Bringing Cannes to the masses
Besson initiative will take festival titles to urban areasGallic uber-producer Luc Besson is finalizing plans to bring films from the Festival de Cannes to the deprived suburbs around Paris.
The initiative was spawned in the wake of the 2005 riots, which swept through the so-called "banlieues," the outlying housing projects ringing most major French cities where unemployment rates are high and opportunities for the largely immigrant populations are low.
"Every night during the festival, in a different banlieue around the Paris region, we'll screen a film from the Cannes official selection on a giant inflatable screen," said Besson, who is organizing the screenings through his Europa Corp.
In some places, the screen will be put up at the foot of large tenement blocks, so several hundred people will be able to watch the movie from their windows.
"We're hoping that those who live on the side with the screen will invite their neighbors from the other side of the building," joked Besson, clearly relishing the sense of community he hopes the screenings will foster.

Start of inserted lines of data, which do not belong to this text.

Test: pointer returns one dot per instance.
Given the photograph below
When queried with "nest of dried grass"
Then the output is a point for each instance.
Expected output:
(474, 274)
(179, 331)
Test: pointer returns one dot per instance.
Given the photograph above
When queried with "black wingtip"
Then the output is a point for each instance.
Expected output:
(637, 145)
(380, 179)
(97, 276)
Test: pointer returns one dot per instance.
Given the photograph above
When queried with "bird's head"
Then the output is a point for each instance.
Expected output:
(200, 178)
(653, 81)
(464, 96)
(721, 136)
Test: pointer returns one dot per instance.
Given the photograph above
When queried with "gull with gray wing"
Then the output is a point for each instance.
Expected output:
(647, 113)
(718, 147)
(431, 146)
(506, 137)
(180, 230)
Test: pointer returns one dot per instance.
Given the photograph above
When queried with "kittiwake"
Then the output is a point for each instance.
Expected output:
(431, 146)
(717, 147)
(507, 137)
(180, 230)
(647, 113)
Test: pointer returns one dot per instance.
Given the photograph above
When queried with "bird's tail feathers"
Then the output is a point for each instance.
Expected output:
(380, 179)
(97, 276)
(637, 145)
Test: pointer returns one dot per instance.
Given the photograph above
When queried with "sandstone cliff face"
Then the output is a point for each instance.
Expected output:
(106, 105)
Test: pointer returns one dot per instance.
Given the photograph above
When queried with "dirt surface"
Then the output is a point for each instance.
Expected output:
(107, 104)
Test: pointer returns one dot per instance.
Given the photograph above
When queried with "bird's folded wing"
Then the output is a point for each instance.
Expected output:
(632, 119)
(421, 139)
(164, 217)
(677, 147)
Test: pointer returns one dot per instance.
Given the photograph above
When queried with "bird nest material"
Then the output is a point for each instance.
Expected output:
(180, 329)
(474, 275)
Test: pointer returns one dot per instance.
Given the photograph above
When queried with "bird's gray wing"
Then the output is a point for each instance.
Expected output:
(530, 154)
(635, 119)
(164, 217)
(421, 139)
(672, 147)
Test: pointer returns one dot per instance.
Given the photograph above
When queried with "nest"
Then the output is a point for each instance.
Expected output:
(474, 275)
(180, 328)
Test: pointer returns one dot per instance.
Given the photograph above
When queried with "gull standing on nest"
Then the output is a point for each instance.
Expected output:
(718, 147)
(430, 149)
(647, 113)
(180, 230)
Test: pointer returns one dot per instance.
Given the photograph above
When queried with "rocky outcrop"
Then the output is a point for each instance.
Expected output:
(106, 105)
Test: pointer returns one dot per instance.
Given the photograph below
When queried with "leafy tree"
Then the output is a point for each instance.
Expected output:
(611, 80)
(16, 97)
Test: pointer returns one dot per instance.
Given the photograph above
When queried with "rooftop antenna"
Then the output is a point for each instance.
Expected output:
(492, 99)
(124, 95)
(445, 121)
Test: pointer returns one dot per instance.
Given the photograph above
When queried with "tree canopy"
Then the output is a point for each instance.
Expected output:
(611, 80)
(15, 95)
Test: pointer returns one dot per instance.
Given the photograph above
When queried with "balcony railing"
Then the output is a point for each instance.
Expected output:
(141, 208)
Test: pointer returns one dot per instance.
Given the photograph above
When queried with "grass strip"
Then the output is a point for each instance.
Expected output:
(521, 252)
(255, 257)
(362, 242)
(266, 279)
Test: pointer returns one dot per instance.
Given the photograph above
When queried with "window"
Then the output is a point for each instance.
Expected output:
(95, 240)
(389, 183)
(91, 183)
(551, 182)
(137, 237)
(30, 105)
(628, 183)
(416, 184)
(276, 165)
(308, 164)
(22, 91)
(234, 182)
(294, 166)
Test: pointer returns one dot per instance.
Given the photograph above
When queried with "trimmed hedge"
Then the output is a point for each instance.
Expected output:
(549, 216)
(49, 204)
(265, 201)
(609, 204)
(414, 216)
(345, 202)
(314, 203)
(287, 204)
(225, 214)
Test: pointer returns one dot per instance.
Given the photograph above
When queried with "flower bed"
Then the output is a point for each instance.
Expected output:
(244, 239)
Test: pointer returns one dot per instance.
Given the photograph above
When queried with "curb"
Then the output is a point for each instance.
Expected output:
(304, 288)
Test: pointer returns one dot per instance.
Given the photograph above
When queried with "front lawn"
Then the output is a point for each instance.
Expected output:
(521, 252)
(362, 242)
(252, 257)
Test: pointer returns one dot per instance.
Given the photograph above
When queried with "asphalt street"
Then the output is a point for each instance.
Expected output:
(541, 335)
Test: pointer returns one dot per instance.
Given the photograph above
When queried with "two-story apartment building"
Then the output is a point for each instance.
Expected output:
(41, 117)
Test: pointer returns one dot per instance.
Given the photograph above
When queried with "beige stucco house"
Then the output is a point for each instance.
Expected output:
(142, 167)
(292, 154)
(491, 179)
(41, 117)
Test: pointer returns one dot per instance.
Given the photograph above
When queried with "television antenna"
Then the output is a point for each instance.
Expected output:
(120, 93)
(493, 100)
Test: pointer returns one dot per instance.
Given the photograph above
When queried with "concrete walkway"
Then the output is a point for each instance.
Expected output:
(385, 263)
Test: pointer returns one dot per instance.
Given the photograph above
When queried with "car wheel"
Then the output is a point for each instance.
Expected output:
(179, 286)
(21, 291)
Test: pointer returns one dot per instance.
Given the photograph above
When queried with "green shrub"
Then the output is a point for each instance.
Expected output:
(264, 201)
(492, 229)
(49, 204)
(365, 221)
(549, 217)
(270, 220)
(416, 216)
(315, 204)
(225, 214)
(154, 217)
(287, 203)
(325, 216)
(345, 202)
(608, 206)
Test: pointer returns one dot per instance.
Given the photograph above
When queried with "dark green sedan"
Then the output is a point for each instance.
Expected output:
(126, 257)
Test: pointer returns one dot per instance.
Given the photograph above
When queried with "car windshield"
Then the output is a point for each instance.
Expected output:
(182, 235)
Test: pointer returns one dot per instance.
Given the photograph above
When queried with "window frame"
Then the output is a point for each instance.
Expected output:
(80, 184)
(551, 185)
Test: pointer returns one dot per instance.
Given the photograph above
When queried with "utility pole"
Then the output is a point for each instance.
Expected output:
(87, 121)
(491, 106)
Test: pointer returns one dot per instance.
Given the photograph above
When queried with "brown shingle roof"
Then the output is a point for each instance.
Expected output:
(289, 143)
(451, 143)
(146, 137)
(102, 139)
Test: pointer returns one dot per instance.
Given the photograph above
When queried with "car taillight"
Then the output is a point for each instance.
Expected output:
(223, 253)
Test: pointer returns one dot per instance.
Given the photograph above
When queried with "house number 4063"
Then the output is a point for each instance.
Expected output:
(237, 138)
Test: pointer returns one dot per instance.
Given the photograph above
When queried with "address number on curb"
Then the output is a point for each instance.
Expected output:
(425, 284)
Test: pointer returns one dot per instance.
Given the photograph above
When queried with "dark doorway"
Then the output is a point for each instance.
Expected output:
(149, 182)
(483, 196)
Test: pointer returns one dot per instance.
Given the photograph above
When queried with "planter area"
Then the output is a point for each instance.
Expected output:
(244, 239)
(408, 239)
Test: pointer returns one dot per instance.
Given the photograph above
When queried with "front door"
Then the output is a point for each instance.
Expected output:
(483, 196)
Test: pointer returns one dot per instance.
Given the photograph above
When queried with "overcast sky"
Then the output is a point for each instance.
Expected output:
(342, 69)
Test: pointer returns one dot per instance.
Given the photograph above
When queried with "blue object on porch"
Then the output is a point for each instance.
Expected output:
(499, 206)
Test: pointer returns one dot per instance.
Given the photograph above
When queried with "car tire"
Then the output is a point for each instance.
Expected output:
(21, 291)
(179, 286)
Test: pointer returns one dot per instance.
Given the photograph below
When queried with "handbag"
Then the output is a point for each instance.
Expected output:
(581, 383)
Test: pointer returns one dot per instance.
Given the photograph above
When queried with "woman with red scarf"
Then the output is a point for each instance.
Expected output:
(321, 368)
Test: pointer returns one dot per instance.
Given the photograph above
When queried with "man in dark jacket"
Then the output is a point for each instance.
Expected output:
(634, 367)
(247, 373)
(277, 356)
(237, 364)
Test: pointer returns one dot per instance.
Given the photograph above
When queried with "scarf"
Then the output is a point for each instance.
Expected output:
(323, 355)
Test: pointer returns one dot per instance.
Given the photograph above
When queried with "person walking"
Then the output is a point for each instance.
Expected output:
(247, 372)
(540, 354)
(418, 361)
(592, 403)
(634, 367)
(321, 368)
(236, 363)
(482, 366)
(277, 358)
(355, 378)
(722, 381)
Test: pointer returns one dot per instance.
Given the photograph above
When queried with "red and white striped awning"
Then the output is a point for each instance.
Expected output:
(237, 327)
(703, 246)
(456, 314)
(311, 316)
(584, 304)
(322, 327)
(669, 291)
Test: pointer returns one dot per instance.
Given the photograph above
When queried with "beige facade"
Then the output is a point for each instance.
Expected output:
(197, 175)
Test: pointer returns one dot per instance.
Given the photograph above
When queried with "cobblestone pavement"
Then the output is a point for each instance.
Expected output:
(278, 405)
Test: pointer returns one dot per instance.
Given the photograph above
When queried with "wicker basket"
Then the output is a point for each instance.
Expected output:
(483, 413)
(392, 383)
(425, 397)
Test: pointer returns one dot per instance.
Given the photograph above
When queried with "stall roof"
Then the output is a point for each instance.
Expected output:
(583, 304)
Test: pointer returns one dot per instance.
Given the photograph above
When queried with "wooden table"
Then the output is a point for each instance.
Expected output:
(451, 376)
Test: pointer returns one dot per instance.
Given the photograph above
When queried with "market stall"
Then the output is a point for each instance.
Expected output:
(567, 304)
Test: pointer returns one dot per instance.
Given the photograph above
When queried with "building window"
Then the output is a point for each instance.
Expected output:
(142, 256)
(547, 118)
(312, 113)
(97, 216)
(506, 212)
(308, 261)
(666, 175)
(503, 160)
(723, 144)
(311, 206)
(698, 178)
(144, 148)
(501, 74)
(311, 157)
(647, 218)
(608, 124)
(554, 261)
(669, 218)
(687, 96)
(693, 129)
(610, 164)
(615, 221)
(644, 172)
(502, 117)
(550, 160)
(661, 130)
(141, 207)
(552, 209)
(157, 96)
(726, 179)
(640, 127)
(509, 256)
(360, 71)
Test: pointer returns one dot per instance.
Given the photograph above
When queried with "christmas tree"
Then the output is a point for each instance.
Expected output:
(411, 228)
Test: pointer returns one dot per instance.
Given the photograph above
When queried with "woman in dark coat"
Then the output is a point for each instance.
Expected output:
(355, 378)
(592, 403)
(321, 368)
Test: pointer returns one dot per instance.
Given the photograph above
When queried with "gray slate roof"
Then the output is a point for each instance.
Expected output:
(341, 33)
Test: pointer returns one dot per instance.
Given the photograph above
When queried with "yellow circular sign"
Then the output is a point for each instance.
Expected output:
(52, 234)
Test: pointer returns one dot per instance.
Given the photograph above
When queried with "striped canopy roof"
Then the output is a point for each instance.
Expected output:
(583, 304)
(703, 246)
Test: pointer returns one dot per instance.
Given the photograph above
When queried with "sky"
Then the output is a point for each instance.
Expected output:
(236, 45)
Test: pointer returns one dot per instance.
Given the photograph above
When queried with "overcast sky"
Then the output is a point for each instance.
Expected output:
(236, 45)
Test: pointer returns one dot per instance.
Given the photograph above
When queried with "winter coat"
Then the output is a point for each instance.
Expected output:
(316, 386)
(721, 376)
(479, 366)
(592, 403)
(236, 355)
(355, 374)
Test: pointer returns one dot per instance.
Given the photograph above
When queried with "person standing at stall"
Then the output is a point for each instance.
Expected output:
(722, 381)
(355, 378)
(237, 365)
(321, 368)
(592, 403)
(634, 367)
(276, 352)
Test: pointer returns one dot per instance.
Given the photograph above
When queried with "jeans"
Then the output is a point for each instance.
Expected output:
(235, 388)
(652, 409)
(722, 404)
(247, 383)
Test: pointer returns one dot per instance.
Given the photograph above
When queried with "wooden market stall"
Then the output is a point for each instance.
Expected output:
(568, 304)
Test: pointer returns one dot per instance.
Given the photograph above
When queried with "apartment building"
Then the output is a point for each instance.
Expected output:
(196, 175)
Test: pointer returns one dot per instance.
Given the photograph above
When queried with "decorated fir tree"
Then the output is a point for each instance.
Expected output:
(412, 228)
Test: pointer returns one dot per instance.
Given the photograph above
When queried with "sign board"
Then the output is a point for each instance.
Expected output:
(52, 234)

The Festival de Cannes will lend its label to the screenings and has given its blessing to the project, but is not directly involved in the logistics or financing.
"It's a personal project that (Besson) is driving," said Marie-Pierre Hauville, head of communication for the festival. "We liked the idea of making Cannes titles available to a young audience straight away. Anything that encourages film appreciation can only win our support," she added.
Details of the titles screening will not be known until the Cannes selection is finalized, with an announcement due April 19.
Besson has close ties with the Croisette event, having presided over the Cannes jury in 2000 and opened the festival twice, with "The Big Blue" in 1988 and "The Fifth Element" in 1997.
The Festival de Cannes this year runs May 16-27.